Three weeks earlier another breach occurred when it was discovered that entering the name of a teacher from Delta Secondary School into a Google search uncovered a PDF with a list of the names of all the students in their classes. This breach wasn't disclosed to the public, Michaud says, because it didn't pose safety or security risks for students or employees. The Tyee was notified via an anonymous letter sent to our office.

This time, Michaud says, the problem was with Google, which was linking search results back to reports teachers produced using the district's online database. The reports, which teachers often produce to look at their class lists, are deleted daily. But if someone knew the teacher's name and the name of a class they taught, they could easily find these reports with the list of student names for that class.

"So if you knew it was me, Deneka Michaud Science 12, then it would show that list," says Michaud.

"We worked with Google and they purged absolutely everything, and with them we put in stronger security measures that completely blocks them, and as a result all of their web servers, from being able to get to that area where those reports are."

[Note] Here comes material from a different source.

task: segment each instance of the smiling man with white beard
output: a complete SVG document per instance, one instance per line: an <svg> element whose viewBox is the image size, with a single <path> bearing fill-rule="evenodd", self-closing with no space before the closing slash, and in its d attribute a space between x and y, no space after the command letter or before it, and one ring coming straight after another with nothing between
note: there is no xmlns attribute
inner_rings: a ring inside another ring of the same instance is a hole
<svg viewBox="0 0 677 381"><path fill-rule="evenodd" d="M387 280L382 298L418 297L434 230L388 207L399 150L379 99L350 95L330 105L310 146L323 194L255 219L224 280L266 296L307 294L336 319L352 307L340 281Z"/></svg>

Steer says these breaches do make him question why some private information needs to be digitized at all.

"I think that there's actually very little information of students that needs to be shared digitally across computer networks," he told The Tyee. "It's apparent that breaches of this kind apparently have happened and can happen again. We take student confidentiality very seriously, and the union's going to follow up with the district to ensure that they’re doing everything possible to ensure it doesn't happen again."

Risks of the digital age

How safe, then, is private student and teacher information in other districts in the digital age? While there are no guarantees, the Ministry of Education assures their system is designed with security of private information in mind.

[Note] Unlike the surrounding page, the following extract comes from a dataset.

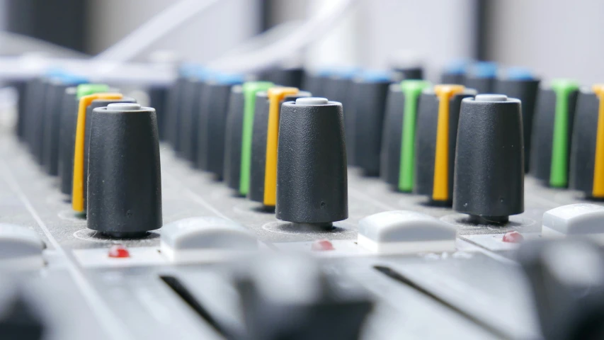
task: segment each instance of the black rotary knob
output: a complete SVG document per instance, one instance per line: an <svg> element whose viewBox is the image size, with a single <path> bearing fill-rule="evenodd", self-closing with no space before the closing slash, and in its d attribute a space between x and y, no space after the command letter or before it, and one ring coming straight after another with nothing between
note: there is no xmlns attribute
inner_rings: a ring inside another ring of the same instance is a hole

Delta is one of only four districts in the province that use their own internal database for student and employee information; Vernon, Campbell River, and North Okanagan-Shuswap are the other three. The rest are subscribed to the British Columbia Enterprise Student Information System (BCeSIS), the much-maligned Ministry of Education endorsed data system that has cost government almost $100 million to implement and repair since 2005.

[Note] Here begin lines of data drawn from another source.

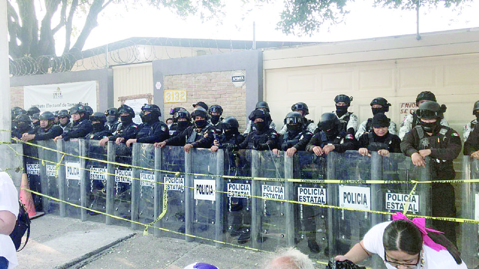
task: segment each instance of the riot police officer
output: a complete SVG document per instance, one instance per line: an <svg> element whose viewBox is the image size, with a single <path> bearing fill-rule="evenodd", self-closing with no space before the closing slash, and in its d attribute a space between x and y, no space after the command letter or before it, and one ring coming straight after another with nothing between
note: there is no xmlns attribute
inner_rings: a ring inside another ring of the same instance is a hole
<svg viewBox="0 0 479 269"><path fill-rule="evenodd" d="M100 140L100 145L105 145L108 141L114 141L117 144L120 144L120 143L125 142L123 137L134 137L138 133L138 125L133 122L133 118L135 118L135 111L133 109L126 105L122 105L118 108L118 113L120 114L121 124L118 126L116 132L113 135Z"/></svg>
<svg viewBox="0 0 479 269"><path fill-rule="evenodd" d="M476 116L476 119L464 126L464 133L463 134L463 135L464 136L464 141L468 139L469 134L474 130L474 127L478 123L478 120L479 120L479 101L474 103L473 115Z"/></svg>
<svg viewBox="0 0 479 269"><path fill-rule="evenodd" d="M20 114L15 118L15 127L11 130L11 137L21 138L21 135L31 129L30 117L26 114Z"/></svg>
<svg viewBox="0 0 479 269"><path fill-rule="evenodd" d="M61 120L60 120L61 121ZM105 137L113 135L111 132L105 124L106 122L106 116L101 112L95 112L90 116L90 121L93 127L93 130L90 134L85 136L85 139L100 140Z"/></svg>
<svg viewBox="0 0 479 269"><path fill-rule="evenodd" d="M135 136L124 136L126 145L132 143L153 143L168 138L170 134L168 127L159 119L161 116L160 108L156 105L145 104L141 108L140 117L143 123L138 127L138 132Z"/></svg>
<svg viewBox="0 0 479 269"><path fill-rule="evenodd" d="M389 132L390 119L383 113L376 113L370 124L372 131L363 134L358 141L360 154L370 156L371 151L377 151L381 156L389 156L391 153L401 152L399 136Z"/></svg>
<svg viewBox="0 0 479 269"><path fill-rule="evenodd" d="M116 108L109 108L105 111L105 116L106 116L107 127L112 134L116 132L118 126L120 125L120 122L118 122L118 118L120 118L118 109Z"/></svg>
<svg viewBox="0 0 479 269"><path fill-rule="evenodd" d="M68 110L62 109L58 111L58 123L60 124L60 127L64 130L71 126L70 118L70 114L68 114Z"/></svg>
<svg viewBox="0 0 479 269"><path fill-rule="evenodd" d="M271 123L269 112L258 109L253 111L248 118L253 123L254 129L248 134L244 141L240 144L240 148L256 150L276 148L278 134L274 129L269 128Z"/></svg>
<svg viewBox="0 0 479 269"><path fill-rule="evenodd" d="M186 110L180 110L175 114L174 123L169 128L170 137L173 137L191 126L191 115Z"/></svg>
<svg viewBox="0 0 479 269"><path fill-rule="evenodd" d="M300 102L291 106L291 111L300 113L303 117L303 121L304 122L303 123L303 126L305 126L308 131L311 134L314 134L316 129L317 128L317 126L314 124L314 121L306 118L306 115L309 114L309 109L308 109L308 106L306 104ZM283 126L283 128L278 132L278 134L284 134L287 131L287 127L286 125L285 124Z"/></svg>
<svg viewBox="0 0 479 269"><path fill-rule="evenodd" d="M255 110L258 109L263 110L267 112L268 114L269 114L269 107L268 106L268 103L264 101L259 101L256 103L256 107L254 109ZM271 119L270 116L269 118ZM250 120L248 121L248 124L246 126L246 129L243 132L243 135L246 136L252 130L255 130L255 128L254 125L253 124L253 121ZM273 130L276 129L276 125L274 124L272 120L270 120L269 122L269 129Z"/></svg>
<svg viewBox="0 0 479 269"><path fill-rule="evenodd" d="M26 134L23 134L21 136L22 141L27 141L30 140L47 140L61 135L63 129L55 124L55 118L53 114L49 111L44 111L40 114L40 126L35 127Z"/></svg>
<svg viewBox="0 0 479 269"><path fill-rule="evenodd" d="M378 113L385 114L389 111L389 107L391 104L388 103L388 100L382 97L377 97L371 101L371 109L373 111L373 116ZM373 126L372 124L373 118L370 118L367 121L361 123L359 127L358 128L358 131L356 132L354 136L356 139L359 139L359 137L364 133L371 133L373 131ZM388 127L388 132L389 134L396 134L398 133L396 127L396 124L394 122L389 119L390 125Z"/></svg>
<svg viewBox="0 0 479 269"><path fill-rule="evenodd" d="M81 105L75 105L72 107L70 109L70 114L73 122L69 128L63 131L61 135L55 137L55 141L61 138L68 141L70 138L83 138L89 134L93 127L91 126L88 118L85 116L86 113L85 107Z"/></svg>
<svg viewBox="0 0 479 269"><path fill-rule="evenodd" d="M210 124L213 126L216 126L223 120L223 118L221 118L221 115L223 114L223 109L219 105L213 105L210 107L208 114L210 114Z"/></svg>
<svg viewBox="0 0 479 269"><path fill-rule="evenodd" d="M344 125L334 113L321 115L318 124L319 132L313 136L306 150L313 151L316 156L327 155L332 151L339 153L355 148L354 136L342 130Z"/></svg>
<svg viewBox="0 0 479 269"><path fill-rule="evenodd" d="M418 95L417 97L416 98L416 105L419 107L421 104L428 101L437 102L436 100L436 96L434 95L434 94L428 91L421 92ZM419 125L420 122L421 120L419 117L418 117L416 111L406 116L404 119L403 120L403 122L401 123L401 127L399 128L399 133L398 134L399 138L402 140L403 137L404 137L404 135L416 126ZM441 125L449 127L449 123L448 123L447 121L442 118L441 120Z"/></svg>
<svg viewBox="0 0 479 269"><path fill-rule="evenodd" d="M200 102L201 103L201 102ZM180 111L179 113L183 112ZM212 129L207 119L207 111L201 106L197 105L191 113L191 117L195 119L195 124L188 127L177 135L162 142L155 143L156 147L165 145L183 145L185 151L190 151L192 147L210 148L213 142Z"/></svg>
<svg viewBox="0 0 479 269"><path fill-rule="evenodd" d="M404 135L401 150L411 157L417 166L426 166L425 158L432 158L433 180L454 179L456 173L453 160L461 153L462 144L459 134L449 127L441 125L446 106L434 101L419 105L415 114L419 124ZM456 217L456 195L450 183L433 183L431 188L432 215L435 217ZM456 243L456 224L451 222L433 220L436 230Z"/></svg>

Although scheduled to be replaced by 2013 because of widespread complaints of it being slow and repeatedly crashing, BCeSIS does have a long list of privacy breach preventions, including mandatory privacy training for all teachers and districts' staff, access to individual information limited by roles, and access limited to district staff. Even the ministry itself doesn't have access to all the information on BCeSIS.

"The Ministry does not have direct access to the data in BCeSIS," reads an emailed statement sent to The Tyee from a ministry spokesperson. "The districts use BCeSIS to prepare data submissions that are sent to the Ministry as per reporting orders."

The School Act places the responsibility for the privacy of student records on school districts, and requires, like BCeSIS, that access only be given to people whose jobs depend on it, like administrators, teachers and school counsellors.

There are no provisions requiring the digitization of school data. However, online data is a better choice than paper when it is necessary to report school enrollment numbers to the ministry by Sept. 30 in order to get educational funding.

It's not easy to go back to a paper-based information system, either. Using Delta as an example, online databases have been in use for 15 years now, although Parent Connect is only four years old.

Prior to that the district used a centralized database: schools sent their information to the district where it was manually keyed into the district's system. In 1994, they upgraded the system so schools could key the information into the centralized database, but even today individual schools cannot access student data for other schools.

"It is very important that student demographic information be available at the district and school levels," says Michaud.

"The school district needs the information to ensure we can provide educational programs, and the schools need it not only so they know what students are in their schools, but also so they can react efficiently in emergency situations."